Another animal discovery was a new type of “yeti crab.” I wrote about the discovery of one before actually on one post- so it’s exciting to report another one! The first yeti crab discovered in the South Pacific- was named because it had very hairy limbs and claws. The newly discovered crab had not only hairy limbs and claws- but a hairy chest TOO! The scientists really wanted to name it the “Hasselhoff crab”- so right now their nickname is “The Hoff”..oh silly scientists.
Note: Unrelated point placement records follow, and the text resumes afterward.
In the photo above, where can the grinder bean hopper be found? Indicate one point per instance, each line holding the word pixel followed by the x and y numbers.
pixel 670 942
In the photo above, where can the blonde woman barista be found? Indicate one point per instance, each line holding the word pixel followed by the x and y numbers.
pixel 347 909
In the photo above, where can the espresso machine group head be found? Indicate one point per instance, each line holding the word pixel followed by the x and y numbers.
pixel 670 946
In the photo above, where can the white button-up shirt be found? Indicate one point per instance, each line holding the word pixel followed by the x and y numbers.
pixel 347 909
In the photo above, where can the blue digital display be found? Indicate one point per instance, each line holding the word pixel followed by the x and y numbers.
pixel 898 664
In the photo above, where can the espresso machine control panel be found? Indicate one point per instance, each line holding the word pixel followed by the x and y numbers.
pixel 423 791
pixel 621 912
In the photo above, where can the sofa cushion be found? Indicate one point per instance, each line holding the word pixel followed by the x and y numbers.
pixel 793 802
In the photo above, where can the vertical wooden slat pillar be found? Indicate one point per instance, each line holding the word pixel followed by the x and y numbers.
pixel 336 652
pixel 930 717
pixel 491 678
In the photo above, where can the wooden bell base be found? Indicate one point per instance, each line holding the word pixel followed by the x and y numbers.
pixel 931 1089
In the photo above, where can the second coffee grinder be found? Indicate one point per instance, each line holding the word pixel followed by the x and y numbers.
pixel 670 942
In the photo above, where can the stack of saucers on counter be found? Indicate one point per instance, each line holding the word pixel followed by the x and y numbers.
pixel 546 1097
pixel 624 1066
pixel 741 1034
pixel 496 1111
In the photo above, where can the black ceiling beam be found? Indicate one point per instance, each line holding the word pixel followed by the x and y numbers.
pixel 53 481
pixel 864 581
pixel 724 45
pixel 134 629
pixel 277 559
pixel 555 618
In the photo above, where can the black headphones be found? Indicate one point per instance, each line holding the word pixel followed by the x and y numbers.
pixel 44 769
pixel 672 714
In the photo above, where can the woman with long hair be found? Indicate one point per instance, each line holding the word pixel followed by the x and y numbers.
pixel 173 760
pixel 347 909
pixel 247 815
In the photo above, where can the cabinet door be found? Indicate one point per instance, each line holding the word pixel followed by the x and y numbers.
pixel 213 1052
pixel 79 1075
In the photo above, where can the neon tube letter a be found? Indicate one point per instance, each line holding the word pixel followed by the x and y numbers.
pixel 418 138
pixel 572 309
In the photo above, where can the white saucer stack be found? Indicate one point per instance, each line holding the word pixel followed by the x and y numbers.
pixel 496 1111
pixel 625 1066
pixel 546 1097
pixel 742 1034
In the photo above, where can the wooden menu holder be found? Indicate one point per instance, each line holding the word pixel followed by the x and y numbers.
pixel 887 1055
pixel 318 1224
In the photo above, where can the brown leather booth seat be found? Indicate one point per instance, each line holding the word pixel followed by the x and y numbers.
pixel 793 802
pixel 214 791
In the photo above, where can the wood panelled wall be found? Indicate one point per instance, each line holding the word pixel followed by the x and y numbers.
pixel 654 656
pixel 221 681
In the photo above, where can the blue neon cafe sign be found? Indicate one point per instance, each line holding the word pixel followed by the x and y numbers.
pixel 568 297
These ghostly yeti crabs were about 15-16 cm, and formed in large dense groups on the hydrothermal vents.
There were new species of seastars, anemones, and barnacles to name a few.
The oceans are so vast and massive…we have only scratched the surface of what is out there. I’m excited to see what the next new species discovery will be. Humans aren’t meant to know EVERYTHING. Let there be some mystery on our planet still 🙂 That’s the fun of it!